L’ancien champion olympique Tony Yoka
Tony Yoka, qui a remporté la médaille d’or en boxe super poids lourd aux Jeux Olympiques de Rio en 2016, vise une seconde victoire lors des Jeux de Los Angeles en 2028. Cette fois, il souhaite défendre les couleurs de la République Démocratique du Congo, le pays d’origine de son père.
Agé de 33 ans et originaire de Paris, Yoka vient de se rendre en République Démocratique du Congo, quelques jours avant d’annoncer sur X son intention de représenter ce pays en 2028.
« Je suis fier de mettre en lumière la République Démocratique du Congo aux yeux du monde », a-t-il écrit lundi soir.
« Je tiens aussi à honorer ma parole et à rendre hommage au ministre des Sports en RDC, Didier Budimbu, qui a placé sa confiance en moi pour cette aventure. »
Avec un bilan professionnel de 15 victoires et 3 défaites, Yoka a partagé une publication de Budimbu, qui a confirmé que le boxeur « vise l’or olympique pour la RDC ».
Budimbu a également précisé que Yoka « portera fièrement le drapeau congolais dans le ring avec une licence nationale » et qu’il « formera l’élite de demain dans une académie dédiée », tout en promouvant l’image du pays.
Selon des photos partagées par Budimbu, Yoka a rencontré le président congolais Félix Tshisekedi. En pleine dynamique de quatre victoires consécutives, Yoka devrait disputer son prochain combat en avril prochain.
Points à retenir
- Yoka s’engage pour son pays d’origine tout en poursuivant sa carrière professionnelle.
- Le soutien du ministre des Sports en RDC semble lui donner un bon coup de pouce.
- Faire briller la RDC sur la scène internationale pourrait lui ouvrir d’autres portes… ou pas.
- Sa rencontre avec le président Tshisekedi renforce son statut patriotique.
- Quatre victoires d’affilée, j’espère que cela durera jusqu’à avril, sinon l’angoisse pourrait frapper !
Étonnamment, ce choix de Yoka soulève plusieurs questions sur l’identité et l’engagement.
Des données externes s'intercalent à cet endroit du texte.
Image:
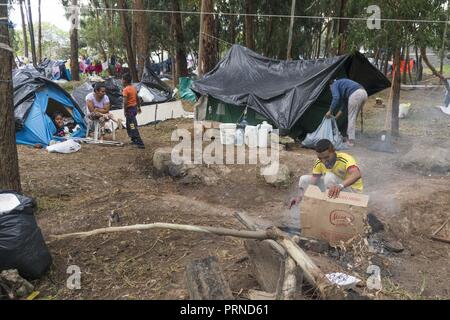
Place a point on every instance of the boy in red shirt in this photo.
(131, 107)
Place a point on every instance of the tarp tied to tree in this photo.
(285, 91)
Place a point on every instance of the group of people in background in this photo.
(110, 67)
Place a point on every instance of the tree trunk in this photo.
(110, 21)
(268, 37)
(74, 68)
(142, 44)
(127, 41)
(408, 58)
(423, 53)
(208, 44)
(39, 33)
(31, 29)
(377, 57)
(319, 42)
(419, 66)
(233, 26)
(444, 40)
(396, 86)
(342, 33)
(9, 166)
(291, 30)
(24, 29)
(386, 62)
(178, 37)
(249, 24)
(404, 57)
(328, 39)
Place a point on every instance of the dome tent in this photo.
(36, 99)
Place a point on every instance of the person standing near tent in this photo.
(98, 106)
(335, 171)
(131, 107)
(350, 95)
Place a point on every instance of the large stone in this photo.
(281, 178)
(162, 159)
(436, 159)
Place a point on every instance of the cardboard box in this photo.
(333, 220)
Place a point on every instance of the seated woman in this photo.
(98, 106)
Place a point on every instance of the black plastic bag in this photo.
(22, 245)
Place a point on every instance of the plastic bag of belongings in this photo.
(328, 129)
(22, 245)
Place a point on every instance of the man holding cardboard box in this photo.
(335, 171)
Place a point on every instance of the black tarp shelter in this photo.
(292, 95)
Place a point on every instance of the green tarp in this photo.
(185, 90)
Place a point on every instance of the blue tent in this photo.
(36, 99)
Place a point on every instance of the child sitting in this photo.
(59, 124)
(63, 129)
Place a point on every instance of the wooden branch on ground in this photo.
(311, 272)
(260, 235)
(289, 285)
(435, 236)
(423, 53)
(260, 295)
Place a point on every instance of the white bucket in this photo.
(227, 133)
(263, 134)
(251, 136)
(404, 109)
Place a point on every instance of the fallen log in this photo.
(311, 272)
(268, 263)
(261, 235)
(205, 280)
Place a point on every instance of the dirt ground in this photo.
(77, 192)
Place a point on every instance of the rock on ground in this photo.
(13, 286)
(427, 159)
(281, 178)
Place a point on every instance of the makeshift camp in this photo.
(151, 90)
(158, 88)
(186, 92)
(291, 95)
(36, 99)
(113, 91)
(54, 70)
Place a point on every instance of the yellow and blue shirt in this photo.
(344, 161)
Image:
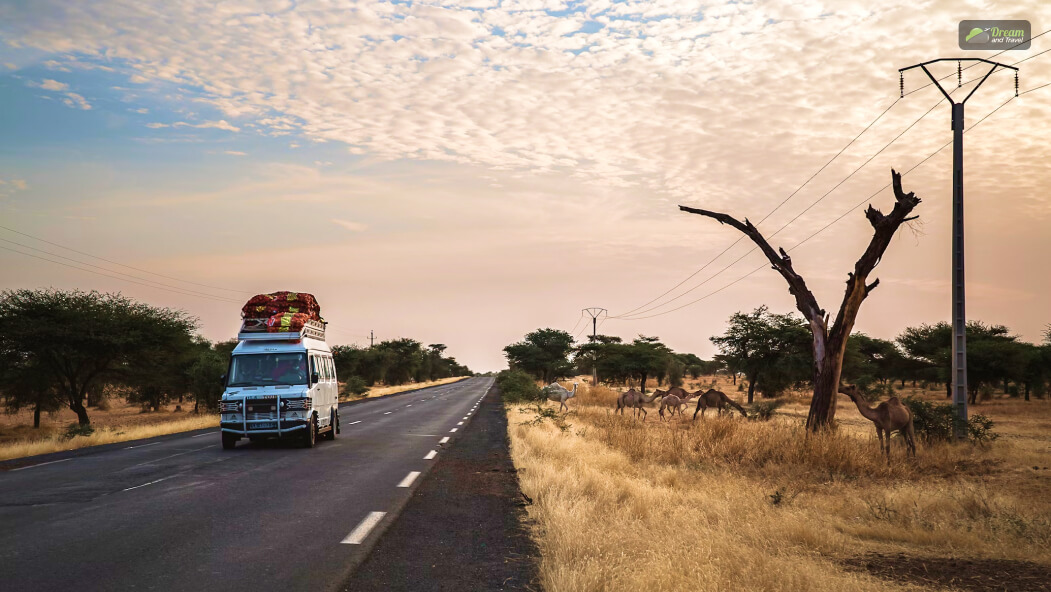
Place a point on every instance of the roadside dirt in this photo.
(464, 528)
(972, 575)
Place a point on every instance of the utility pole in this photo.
(959, 375)
(595, 313)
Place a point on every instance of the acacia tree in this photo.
(82, 339)
(830, 342)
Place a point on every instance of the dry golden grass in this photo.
(726, 504)
(55, 443)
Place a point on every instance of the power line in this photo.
(785, 225)
(218, 299)
(739, 239)
(187, 290)
(121, 264)
(841, 217)
(624, 317)
(783, 202)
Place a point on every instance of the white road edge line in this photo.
(42, 464)
(409, 478)
(363, 530)
(150, 483)
(141, 445)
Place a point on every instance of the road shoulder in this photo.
(464, 527)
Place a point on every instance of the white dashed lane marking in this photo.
(409, 478)
(363, 530)
(49, 463)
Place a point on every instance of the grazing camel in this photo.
(557, 392)
(635, 400)
(676, 403)
(717, 399)
(889, 416)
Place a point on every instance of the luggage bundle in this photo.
(280, 312)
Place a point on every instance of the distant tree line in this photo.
(74, 349)
(773, 352)
(394, 362)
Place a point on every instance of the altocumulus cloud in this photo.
(667, 98)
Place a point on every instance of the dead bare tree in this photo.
(829, 344)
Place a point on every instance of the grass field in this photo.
(122, 422)
(727, 504)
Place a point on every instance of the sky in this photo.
(464, 172)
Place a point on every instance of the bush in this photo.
(75, 429)
(764, 410)
(355, 386)
(518, 387)
(933, 422)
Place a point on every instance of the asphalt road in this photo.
(181, 513)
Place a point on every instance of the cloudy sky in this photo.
(467, 171)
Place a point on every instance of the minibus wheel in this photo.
(310, 436)
(229, 441)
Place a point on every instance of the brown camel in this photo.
(890, 415)
(717, 399)
(635, 400)
(676, 403)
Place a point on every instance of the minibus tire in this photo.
(310, 434)
(229, 441)
(333, 427)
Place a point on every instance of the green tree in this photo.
(770, 349)
(544, 353)
(81, 339)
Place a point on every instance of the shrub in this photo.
(355, 386)
(933, 422)
(518, 387)
(764, 410)
(75, 429)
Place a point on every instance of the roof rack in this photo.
(255, 329)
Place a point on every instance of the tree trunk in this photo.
(829, 342)
(77, 406)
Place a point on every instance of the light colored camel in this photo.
(557, 392)
(635, 400)
(717, 399)
(888, 416)
(676, 403)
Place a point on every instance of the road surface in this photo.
(181, 513)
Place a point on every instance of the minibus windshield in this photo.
(268, 369)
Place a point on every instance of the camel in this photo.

Pour beaucoup, le sport ne se limite pas à la concurrence mais devient un vecteur de fierté nationale. Comment la quête personnelle de Yoka va-t-elle résonner au sein de la diaspora congolaise et des passionnés de boxe en général ? Cela nous rappelle que la frontière entre sport et identité culturelle est souvent plus floue qu’on ne le pense. En tant que journaliste, j’attends avec impatience d’observer comment cette aventure évoluera et surtout, quelle en sera l’impact sur les jeunes athlètes du pays.